Commentators say the former Mexico City mayor, Andres Manuel Lopez Obrador – known as ‘Amlo’ – would inject a new dose of nationalism into government – something that could heighten tensions in already testy US-Mexican relations.
Mr Lopez Obrador has led opinion polls throughout the campaign in an election marred by violence, with 130 candidates and political workers killed since September. If he ousts the ruling centrist Institutional Revolutionary Party (PRI), he would be the first leftist in decades to take the presidency.
Runner-up in the 2012 and 2006 elections, Mr Lopez Obrador – who is a friend of Jeremy Corbyn – pitches himself as the only man capable of cleaning up a political class whose credibility has been ground down by persistent graft, soaring crime levels, and years of sluggish economic growth.
“The new president of Mexico will have moral and political authority to demand everyone behaves with integrity and make honesty a priority as a way of life,” Mr Lopez Obrador said in his campaign finale in a football stadium in the capital on Wednesday.
Rules bar current president, Enrique Pena Nieto, seeking re-election. But his popularity crumbled as his name became tainted by investigations into alleged conflicts-of-interest and embezzlement scandals engulfing top PRI officials.
Campaigning relentlessly around Mexico for the past 13 years, Mr Lopez Obrador has watched political careers rise and fall as established parties were consumed by the country’s socio-economic problems and the responsibility of power.
“Let’s hope Mexico changes,” said Oswaldo Angeles, a supporter of Mr Lopez Obrador from Atlacomulco. The longstanding PRI bastion lies some 55 miles from Mexico City, and is the hometown of Mr Nieto. “Right now, we don’t know if we’re coming or going.”
Mr Lopez Obrador has been vague on policy details. Seeking to harness support from economic nationalists, leftist liberals and social conservatives, he vows to reduce inequality, improve pay and welfare spending, as well as run a tight budget.
A vocal opponent of the government’s economic agenda, his criticism has been tempered by business-friendly aides.
But he has played with the idea of referendums to resolve divisive issues like whether to continue with Pena Nieto’s opening of the oil and gas industry to private capital.
His rivals Ricardo Anaya, an ex-leader of the centre-right National Action Party (PAN) heading a right-left alliance, and PRI candidate Jose Antonio Meade, a former finance minister, differ only in nuance in their support of the energy reform.
Their efforts to catch Mr Lopez Obrador have been hampered by attacks on each other, allowing him to build a lead that some opinion polls have put in excess of 20 percentage points. They also represent the only two parties to have governed modern Mexico.
If victorious, Mr Lopez Obrador faces a tougher security situation than did Mr Nieto. The election campaign has been the bloodiest in recent history and murders are at record highs.
The next president will also inherit a simmering dispute with US counterpart Donald Trump over migration and trade. Talks to rework the North American Free Trade Agreement (Nafta) are unresolved, which put pressure on the Mexican peso.
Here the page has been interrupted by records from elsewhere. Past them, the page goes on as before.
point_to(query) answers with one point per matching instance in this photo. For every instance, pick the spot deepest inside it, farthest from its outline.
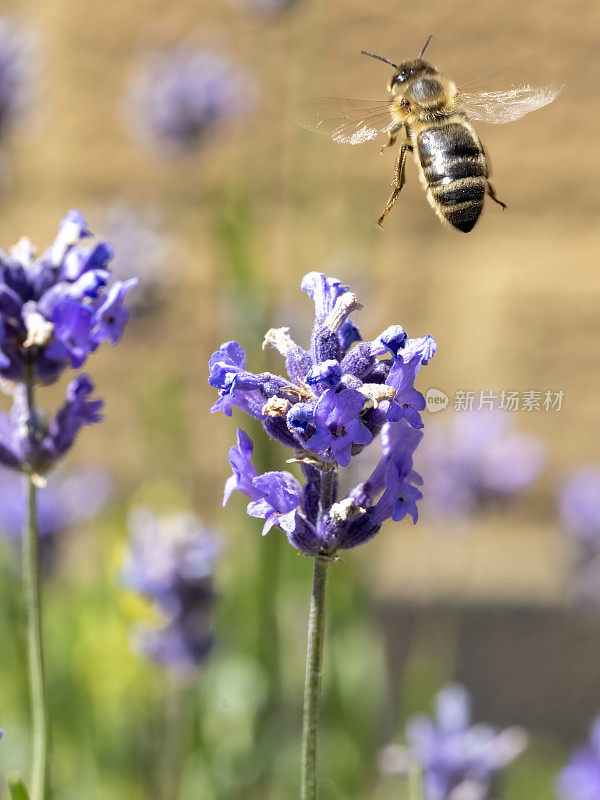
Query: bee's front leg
(492, 193)
(398, 182)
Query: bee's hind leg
(492, 193)
(392, 135)
(398, 182)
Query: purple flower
(18, 66)
(55, 310)
(459, 760)
(580, 506)
(171, 563)
(337, 398)
(478, 460)
(579, 502)
(180, 96)
(35, 444)
(67, 500)
(142, 250)
(580, 779)
(338, 427)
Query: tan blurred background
(513, 305)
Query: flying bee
(433, 118)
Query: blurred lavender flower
(460, 761)
(141, 250)
(54, 311)
(338, 397)
(480, 459)
(66, 500)
(171, 563)
(266, 7)
(580, 779)
(580, 507)
(18, 67)
(579, 502)
(180, 96)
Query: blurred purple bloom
(580, 779)
(579, 501)
(18, 66)
(580, 506)
(35, 445)
(266, 7)
(477, 460)
(56, 309)
(67, 500)
(460, 761)
(171, 563)
(337, 398)
(141, 250)
(180, 96)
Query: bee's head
(406, 71)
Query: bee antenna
(429, 38)
(379, 58)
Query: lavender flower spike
(171, 563)
(459, 760)
(339, 396)
(579, 500)
(18, 65)
(180, 96)
(57, 309)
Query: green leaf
(18, 790)
(415, 783)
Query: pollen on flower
(344, 306)
(302, 392)
(279, 338)
(275, 407)
(346, 509)
(340, 394)
(39, 330)
(376, 393)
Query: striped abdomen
(455, 172)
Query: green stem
(31, 581)
(175, 736)
(312, 686)
(314, 659)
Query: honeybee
(433, 118)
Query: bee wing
(507, 105)
(350, 121)
(508, 93)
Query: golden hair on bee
(432, 118)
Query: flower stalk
(314, 656)
(312, 686)
(35, 656)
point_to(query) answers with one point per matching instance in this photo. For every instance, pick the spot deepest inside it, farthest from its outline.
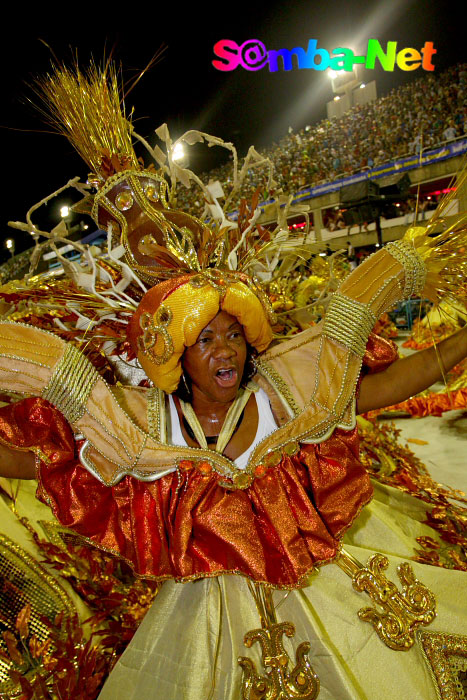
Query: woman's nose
(223, 348)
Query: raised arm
(410, 375)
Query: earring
(185, 384)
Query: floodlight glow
(178, 152)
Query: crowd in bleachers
(418, 115)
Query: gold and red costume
(186, 524)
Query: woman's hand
(410, 375)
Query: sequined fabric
(186, 525)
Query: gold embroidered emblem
(396, 615)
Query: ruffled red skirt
(185, 525)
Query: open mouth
(226, 377)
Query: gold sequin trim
(415, 270)
(349, 323)
(26, 581)
(446, 657)
(71, 383)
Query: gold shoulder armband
(71, 384)
(414, 267)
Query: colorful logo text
(253, 55)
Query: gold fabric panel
(22, 581)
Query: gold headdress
(160, 243)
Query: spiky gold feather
(87, 108)
(444, 253)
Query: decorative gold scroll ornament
(279, 682)
(400, 613)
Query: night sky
(184, 89)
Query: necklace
(232, 420)
(210, 439)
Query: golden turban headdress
(186, 262)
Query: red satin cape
(185, 525)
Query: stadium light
(178, 152)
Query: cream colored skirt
(188, 644)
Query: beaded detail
(349, 322)
(415, 270)
(71, 384)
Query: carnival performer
(238, 472)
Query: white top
(266, 425)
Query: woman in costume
(270, 503)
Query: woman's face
(216, 361)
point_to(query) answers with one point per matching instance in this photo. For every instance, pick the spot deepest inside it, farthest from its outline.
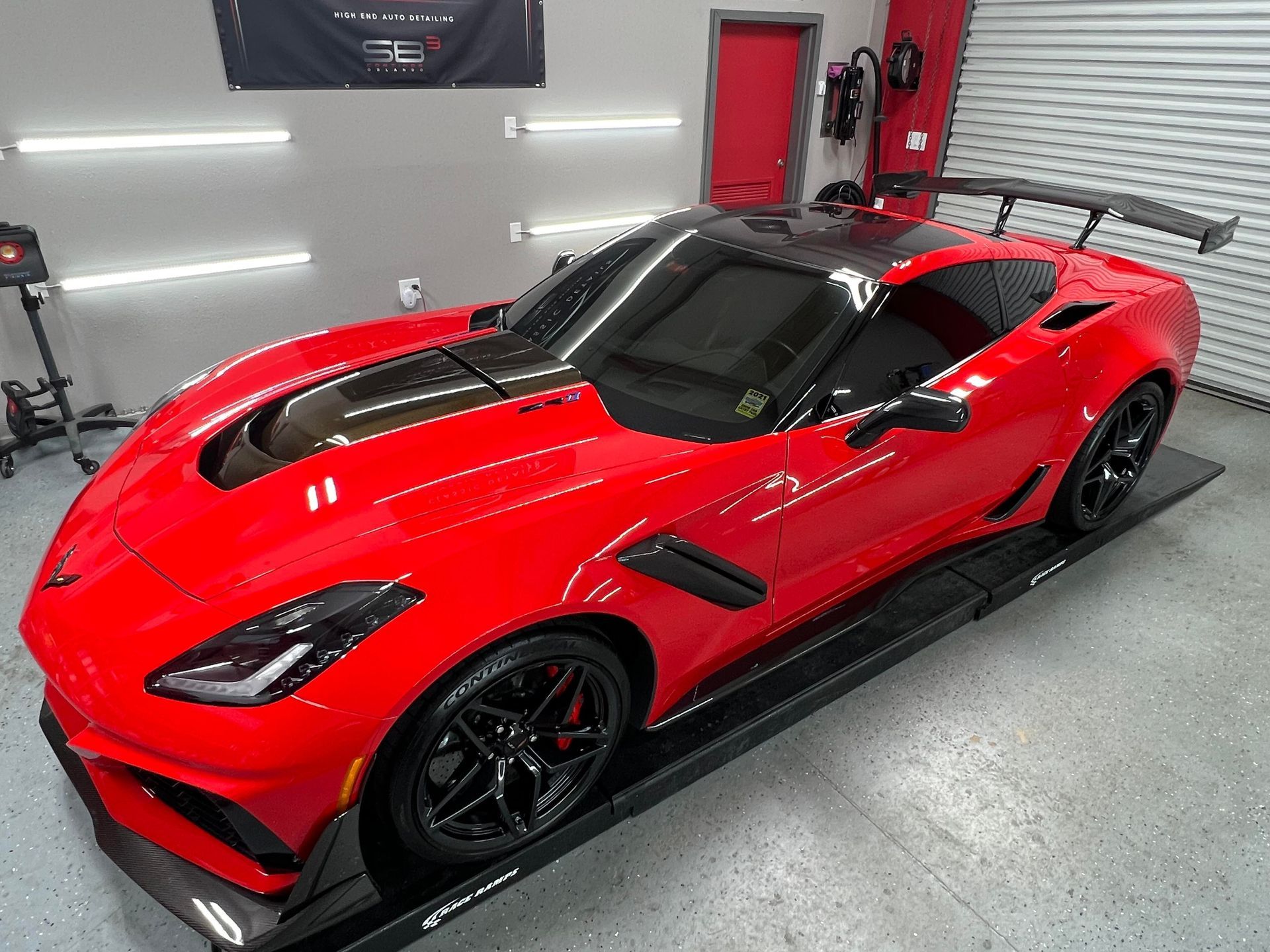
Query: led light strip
(185, 270)
(625, 221)
(75, 143)
(633, 122)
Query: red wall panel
(937, 27)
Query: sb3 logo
(399, 51)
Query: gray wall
(378, 184)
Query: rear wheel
(1111, 460)
(506, 746)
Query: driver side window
(923, 328)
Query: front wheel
(506, 746)
(1111, 462)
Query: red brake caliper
(574, 714)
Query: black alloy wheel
(511, 749)
(1111, 461)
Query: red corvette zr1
(437, 564)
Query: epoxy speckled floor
(1087, 768)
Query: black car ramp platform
(359, 894)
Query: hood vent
(378, 399)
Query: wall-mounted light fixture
(183, 270)
(624, 221)
(78, 143)
(630, 122)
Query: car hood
(271, 459)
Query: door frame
(804, 88)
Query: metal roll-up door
(1169, 99)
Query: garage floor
(1087, 768)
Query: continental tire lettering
(465, 688)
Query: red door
(753, 108)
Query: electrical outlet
(412, 292)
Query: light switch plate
(404, 286)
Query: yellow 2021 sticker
(752, 404)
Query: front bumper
(216, 909)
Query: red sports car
(439, 564)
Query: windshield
(685, 337)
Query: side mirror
(917, 409)
(563, 260)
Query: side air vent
(695, 571)
(1074, 314)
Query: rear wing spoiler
(1210, 234)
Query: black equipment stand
(361, 894)
(24, 422)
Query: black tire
(1111, 462)
(478, 767)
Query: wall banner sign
(356, 44)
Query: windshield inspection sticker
(752, 404)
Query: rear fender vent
(1071, 315)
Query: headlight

Mr Trump has threatened to pitch North America into a costly trade war over Nafta, and his insistence that Mexico pay for his planned border wall has deeply angered many Mexicans.
Mr Lopez Obrador has trodden carefully and wants to broker a deal with Trump under which Mexico would work to rein in illegal immigration in return for economic support.
If that proves impossible and Mr Trump keeps provoking Mexico, few think the fiercely patriotic Mr Lopez Obrador will stay silent.
How much heft Mr Lopez Obrador can bring to bear both domestically and internationally will depend significantly on his control of Congress, where no party has held an outright majority since 1997 in Latin America’s second biggest economy.
Polls suggest his National Regeneration Movement (Morena), a party that has only existed formally since 2014, could be close to reaching a majority. However, markets may react negatively if voters give him too free a hand in Congress.
Mr Lopez Obrador has been a divisive figure in Mexico since bringing much of the capital to a standstill for weeks with massive demonstrations to protest his 2006 election loss.
His commanding poll lead this time around has led analysts to question how deep-rooted the support really is.
Or, as Sofia Lara, a graphic designer in Mexico City said: “There’s a sense of poor old (Lopez Obrador), he’s not had a go yet, it’s his turn. We may as well give it a shot.”